第10話 夜、二人は語り明かした

 オール・イン・ガンを起動すると、大抵、仮想体は昼間の世界に放り込まれる。

 でも稀に、夜のことがあるのだ。

 この仮想遊戯に照明弾のような概念はないし、舞台も大抵は人気がない。つまり明かりを灯す方法が極めて限られるので、夜の舞台に迷い込んでしまうと、長い時間を潰して、夜明けを待つプレイヤーが多い。

 それでも果敢に索敵と攻撃を行うプレイヤーもいるけど、僕はそこまで無謀にはなれない。

 都合が良いことに、進路相談室と夕方の食堂を経た僕は、夜の廃墟に仮想体が出現していた。

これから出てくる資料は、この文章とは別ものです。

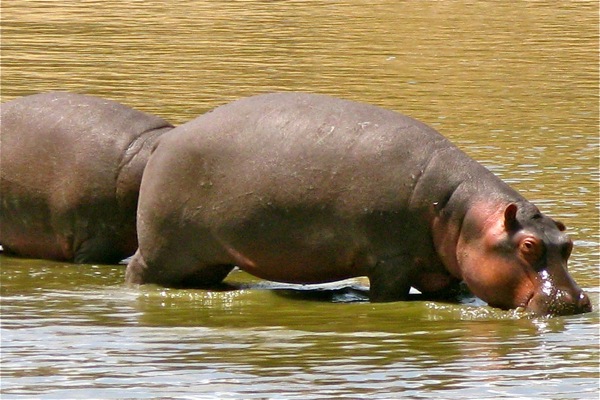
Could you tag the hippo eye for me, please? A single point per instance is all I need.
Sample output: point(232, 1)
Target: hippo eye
point(566, 250)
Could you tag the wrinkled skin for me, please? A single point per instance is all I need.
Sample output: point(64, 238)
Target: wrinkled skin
point(306, 188)
point(71, 166)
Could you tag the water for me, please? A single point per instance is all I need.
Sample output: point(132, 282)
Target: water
point(513, 84)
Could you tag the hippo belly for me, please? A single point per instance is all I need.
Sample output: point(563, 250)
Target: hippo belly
point(307, 188)
point(71, 170)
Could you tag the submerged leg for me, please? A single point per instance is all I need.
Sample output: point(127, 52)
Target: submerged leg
point(390, 280)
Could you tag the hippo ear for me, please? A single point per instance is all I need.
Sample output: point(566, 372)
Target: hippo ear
point(510, 217)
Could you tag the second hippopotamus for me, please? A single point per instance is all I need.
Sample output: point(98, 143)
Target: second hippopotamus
point(306, 188)
point(71, 170)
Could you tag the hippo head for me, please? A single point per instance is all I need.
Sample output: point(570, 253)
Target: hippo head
point(514, 256)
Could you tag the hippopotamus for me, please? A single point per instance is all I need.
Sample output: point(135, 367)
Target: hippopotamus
point(71, 170)
point(305, 188)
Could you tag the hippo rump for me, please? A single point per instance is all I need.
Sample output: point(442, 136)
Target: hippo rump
point(70, 176)
point(305, 188)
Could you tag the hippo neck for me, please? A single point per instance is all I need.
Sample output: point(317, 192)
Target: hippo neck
point(486, 194)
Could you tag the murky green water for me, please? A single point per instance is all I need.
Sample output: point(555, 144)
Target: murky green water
point(515, 84)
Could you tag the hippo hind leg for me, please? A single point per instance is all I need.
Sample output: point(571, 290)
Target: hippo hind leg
point(207, 276)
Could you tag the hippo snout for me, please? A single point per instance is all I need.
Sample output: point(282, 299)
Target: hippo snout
point(560, 303)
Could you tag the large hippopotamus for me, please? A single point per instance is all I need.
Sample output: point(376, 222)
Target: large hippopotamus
point(71, 170)
point(304, 188)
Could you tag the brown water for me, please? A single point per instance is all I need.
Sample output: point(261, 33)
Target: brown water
point(515, 84)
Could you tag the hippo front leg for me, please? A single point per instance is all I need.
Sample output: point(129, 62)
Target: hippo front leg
point(389, 280)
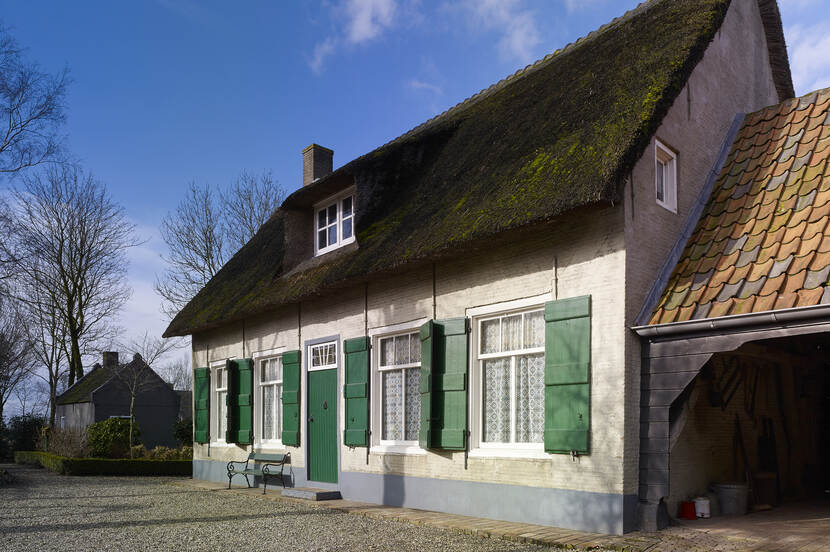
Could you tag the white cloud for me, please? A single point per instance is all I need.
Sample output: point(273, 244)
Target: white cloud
point(416, 84)
point(189, 9)
point(360, 21)
point(577, 5)
point(321, 52)
point(367, 19)
point(809, 53)
point(517, 26)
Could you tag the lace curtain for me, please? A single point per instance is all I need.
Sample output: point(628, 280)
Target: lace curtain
point(523, 375)
point(401, 394)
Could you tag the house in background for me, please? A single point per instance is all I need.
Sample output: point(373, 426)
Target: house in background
point(101, 394)
point(445, 322)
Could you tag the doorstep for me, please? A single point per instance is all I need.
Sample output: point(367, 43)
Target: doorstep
point(521, 532)
point(309, 493)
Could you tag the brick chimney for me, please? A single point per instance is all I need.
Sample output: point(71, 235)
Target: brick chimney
point(316, 163)
point(110, 359)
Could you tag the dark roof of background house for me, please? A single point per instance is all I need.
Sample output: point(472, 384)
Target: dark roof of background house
point(763, 240)
point(185, 404)
point(82, 390)
point(560, 134)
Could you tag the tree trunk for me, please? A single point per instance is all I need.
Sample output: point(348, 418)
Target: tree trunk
point(52, 401)
point(76, 369)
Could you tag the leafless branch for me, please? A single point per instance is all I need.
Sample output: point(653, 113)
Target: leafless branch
point(32, 110)
point(15, 350)
point(207, 228)
point(71, 240)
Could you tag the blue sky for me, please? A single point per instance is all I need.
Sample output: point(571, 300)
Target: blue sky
point(169, 91)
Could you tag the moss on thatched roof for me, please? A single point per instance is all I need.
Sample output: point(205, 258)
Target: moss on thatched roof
point(557, 135)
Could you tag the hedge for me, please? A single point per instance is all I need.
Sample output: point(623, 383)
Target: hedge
point(104, 466)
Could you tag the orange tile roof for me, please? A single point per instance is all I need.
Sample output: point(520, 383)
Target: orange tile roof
point(763, 240)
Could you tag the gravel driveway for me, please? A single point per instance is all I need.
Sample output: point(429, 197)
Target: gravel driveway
point(44, 511)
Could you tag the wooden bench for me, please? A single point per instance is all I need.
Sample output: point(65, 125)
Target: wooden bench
point(258, 463)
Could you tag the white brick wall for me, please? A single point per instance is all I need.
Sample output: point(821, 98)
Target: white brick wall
point(588, 248)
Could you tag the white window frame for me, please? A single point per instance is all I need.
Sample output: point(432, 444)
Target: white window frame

それでも索敵を怠らずに、集中して移動する。

 向かう先は駅の展望室だ。

 誰の存在も察知できないまま、そしておそらく僕も察知されず、駅舎に着くことができた。

 展望室まで上がると、ダーカーはやっぱり待っていた。

 しんとしていて、静寂そのものの展望室に彼女はいる。

 入っていくのが、躊躇われるほどの、静けさ。

 彼女はいったいいつ、どうやって休憩しているんだろう?

 ちなみに、彼女の起動時間はすでに六分を超えているはずで、つまり、彼女は三百六十回は、誰かしらに撃墜されている。

 撃墜された回数と撃墜した数を比較検討するのが、参加者の力量の指標になりそうだけど、この仮想遊戯にはそういう概念がなかった。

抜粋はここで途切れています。